Just picturing the whole scenario got me laughing and as I tried to explain it to Amanda she started laughing and would go back and forth between laughing and crying. She's at the age where she understands the power of an injury and knows enough to milk it until she gets cookies or ice cream or
something. So she knew she must continue to cry but I couldn't stop laughing and that made her laugh and eventually Amanda laughed so hard the rock shot right out of her nose.
Of course that was a huge relief. But then I had this rock. This smooth tan rock... bigger than a pea, smaller than El Capitan... and after washing it I set it aside and tried to determine what I was supposed to do with it, you know, after showing it to Scott.
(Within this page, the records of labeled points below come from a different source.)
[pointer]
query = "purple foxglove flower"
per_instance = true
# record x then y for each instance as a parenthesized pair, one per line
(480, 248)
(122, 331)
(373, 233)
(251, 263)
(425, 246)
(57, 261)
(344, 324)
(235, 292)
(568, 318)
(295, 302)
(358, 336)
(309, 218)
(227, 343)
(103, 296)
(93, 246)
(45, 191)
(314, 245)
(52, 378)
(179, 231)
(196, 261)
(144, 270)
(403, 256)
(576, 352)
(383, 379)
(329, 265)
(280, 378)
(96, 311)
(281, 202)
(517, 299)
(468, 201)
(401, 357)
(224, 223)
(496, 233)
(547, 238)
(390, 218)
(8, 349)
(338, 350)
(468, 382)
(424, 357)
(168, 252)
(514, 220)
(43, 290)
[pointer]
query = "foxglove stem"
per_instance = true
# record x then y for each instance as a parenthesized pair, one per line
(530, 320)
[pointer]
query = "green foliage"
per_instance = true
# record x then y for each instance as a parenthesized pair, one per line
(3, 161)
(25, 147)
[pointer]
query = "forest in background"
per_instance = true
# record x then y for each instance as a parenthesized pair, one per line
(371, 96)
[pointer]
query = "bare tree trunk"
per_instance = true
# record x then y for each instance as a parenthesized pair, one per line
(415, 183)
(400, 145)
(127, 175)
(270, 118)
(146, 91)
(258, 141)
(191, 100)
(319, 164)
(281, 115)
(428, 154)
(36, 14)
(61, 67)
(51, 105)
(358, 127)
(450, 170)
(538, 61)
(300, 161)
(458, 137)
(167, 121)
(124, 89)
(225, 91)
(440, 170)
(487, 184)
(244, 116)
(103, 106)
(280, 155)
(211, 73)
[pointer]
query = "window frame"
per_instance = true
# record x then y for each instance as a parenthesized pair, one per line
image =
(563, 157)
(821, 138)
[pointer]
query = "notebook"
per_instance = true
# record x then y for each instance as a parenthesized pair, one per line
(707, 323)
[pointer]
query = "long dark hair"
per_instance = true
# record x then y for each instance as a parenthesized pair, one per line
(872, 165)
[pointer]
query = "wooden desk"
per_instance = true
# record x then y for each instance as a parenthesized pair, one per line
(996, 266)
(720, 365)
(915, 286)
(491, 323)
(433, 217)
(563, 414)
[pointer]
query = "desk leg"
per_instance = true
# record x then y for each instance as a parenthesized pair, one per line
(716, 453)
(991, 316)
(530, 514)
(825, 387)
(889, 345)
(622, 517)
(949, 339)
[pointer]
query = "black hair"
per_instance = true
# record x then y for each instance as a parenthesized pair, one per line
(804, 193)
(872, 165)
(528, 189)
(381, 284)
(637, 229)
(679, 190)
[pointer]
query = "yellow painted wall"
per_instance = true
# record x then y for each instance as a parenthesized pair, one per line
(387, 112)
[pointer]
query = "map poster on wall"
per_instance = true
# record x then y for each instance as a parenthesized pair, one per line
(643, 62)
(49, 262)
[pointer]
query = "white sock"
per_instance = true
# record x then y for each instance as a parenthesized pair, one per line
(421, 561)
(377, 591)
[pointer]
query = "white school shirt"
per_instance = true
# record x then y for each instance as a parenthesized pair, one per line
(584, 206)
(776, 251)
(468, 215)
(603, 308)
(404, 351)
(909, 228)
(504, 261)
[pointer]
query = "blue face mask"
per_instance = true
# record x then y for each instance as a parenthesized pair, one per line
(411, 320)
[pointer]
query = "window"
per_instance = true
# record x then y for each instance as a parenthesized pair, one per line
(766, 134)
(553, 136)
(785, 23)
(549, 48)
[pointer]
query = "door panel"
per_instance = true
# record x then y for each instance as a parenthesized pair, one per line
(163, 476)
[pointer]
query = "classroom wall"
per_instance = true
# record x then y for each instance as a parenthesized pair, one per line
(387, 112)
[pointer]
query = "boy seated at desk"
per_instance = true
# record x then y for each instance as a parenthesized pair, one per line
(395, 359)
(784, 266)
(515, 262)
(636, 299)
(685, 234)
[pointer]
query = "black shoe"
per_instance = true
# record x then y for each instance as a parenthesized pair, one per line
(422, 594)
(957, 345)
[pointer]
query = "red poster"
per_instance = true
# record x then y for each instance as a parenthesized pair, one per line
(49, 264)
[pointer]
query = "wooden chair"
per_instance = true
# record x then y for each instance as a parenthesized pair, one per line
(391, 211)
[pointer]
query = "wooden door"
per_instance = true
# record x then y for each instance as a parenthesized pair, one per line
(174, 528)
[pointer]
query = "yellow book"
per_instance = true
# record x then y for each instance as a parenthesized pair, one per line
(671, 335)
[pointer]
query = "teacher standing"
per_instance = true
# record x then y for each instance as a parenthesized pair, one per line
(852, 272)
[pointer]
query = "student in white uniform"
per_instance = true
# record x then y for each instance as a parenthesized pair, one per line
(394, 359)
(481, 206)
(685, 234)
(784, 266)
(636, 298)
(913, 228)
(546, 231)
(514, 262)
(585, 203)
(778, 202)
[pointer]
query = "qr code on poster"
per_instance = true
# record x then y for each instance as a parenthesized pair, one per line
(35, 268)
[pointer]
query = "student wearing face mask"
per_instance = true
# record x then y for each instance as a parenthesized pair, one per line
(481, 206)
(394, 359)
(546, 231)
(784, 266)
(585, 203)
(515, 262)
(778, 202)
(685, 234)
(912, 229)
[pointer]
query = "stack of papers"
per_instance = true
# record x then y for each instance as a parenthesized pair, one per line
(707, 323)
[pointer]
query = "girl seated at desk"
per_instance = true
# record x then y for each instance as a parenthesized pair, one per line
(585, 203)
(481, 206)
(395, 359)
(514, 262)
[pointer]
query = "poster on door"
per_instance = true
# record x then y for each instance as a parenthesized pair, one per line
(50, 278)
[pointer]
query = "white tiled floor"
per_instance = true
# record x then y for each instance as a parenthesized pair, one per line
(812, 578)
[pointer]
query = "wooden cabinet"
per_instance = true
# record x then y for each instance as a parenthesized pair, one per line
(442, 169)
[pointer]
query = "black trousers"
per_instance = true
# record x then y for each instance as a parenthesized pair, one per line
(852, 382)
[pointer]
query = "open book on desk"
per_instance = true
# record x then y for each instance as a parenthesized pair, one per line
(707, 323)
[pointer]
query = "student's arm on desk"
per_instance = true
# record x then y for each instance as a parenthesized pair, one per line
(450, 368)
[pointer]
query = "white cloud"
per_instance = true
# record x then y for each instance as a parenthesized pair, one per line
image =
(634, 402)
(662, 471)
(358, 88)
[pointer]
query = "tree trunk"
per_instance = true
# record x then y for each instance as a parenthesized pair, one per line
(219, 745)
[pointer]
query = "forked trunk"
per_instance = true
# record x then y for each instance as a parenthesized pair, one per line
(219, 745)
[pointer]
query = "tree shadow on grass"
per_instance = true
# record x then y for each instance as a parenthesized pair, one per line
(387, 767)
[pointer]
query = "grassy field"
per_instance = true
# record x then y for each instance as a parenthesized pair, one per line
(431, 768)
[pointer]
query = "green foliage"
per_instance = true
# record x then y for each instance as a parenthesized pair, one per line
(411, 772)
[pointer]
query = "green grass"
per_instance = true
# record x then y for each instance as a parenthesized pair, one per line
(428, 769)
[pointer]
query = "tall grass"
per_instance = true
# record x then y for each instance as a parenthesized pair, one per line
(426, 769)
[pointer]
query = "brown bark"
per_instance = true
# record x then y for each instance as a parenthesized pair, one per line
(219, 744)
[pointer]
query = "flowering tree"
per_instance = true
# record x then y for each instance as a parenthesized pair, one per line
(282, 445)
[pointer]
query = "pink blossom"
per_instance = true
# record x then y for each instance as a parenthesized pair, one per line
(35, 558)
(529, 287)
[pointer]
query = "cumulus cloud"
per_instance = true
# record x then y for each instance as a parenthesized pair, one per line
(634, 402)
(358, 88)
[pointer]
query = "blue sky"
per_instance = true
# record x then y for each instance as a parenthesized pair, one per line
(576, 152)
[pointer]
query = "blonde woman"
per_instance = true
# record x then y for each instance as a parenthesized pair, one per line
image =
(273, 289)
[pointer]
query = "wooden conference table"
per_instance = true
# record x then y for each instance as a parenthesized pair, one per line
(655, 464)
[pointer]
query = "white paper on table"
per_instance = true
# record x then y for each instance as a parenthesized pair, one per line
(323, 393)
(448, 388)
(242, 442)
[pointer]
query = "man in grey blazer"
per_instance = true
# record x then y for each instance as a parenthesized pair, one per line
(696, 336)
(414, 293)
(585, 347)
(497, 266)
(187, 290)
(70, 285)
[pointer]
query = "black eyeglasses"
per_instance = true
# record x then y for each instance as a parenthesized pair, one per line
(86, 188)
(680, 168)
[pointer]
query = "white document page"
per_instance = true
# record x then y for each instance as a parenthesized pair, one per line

It seemed like one of those weird things I was supposed to keep. And for a moment I imagined us in one of those sappy Hallmark commercial kind of moments with Amanda at around age 13 rummaging through my jewelry box and saying, "Mom what's all this stuff?" And me saying with a dreamy faraway look on my face, “Oh, Sweetie, those are your baby teeth and a lock of your hair and that's your appendix, and ewww I have no idea what that thing is, but that's the rock your sister crammed up your nose when you were four. Gosh it seems like it was just yesterday..." Then music would come out of nowhere and we'd hug.
So I'm sure you can imagine how upset I was when Rilie came over and announced she wanted her rock back. “Really? Do you know where that thing has been? It was UP HER NOSE. Ick... Eww. You don't really want it, do you?” She said, "I can wash it." Fine then. Take your icky rock.
Oh and later I said to Amanda, "So tell me the truth, did Alyssa put that rock in your nose or did you?" She started laughing and said, "I did. I was just being silly." I said, "Yeah, I figured." She asked, “How did you know?” and I said, "Well umm... when I was around your age I stuck a nickel up my nose. And I'm pretty sure I blamed it on my brother."
I figured that would be our little secret but of course now she's telling everyone that "Me and Mommy put stuff up our noses." So two can play at that game and that’s why I’m telling you this little story. It’s true: me and Amanda put stuff up our noses. It’s one of those you have to try, but only once. At least that's what I thought until I asked Amanda to pose for the picture above and she asked, "Do you want me to put it back in my nose?"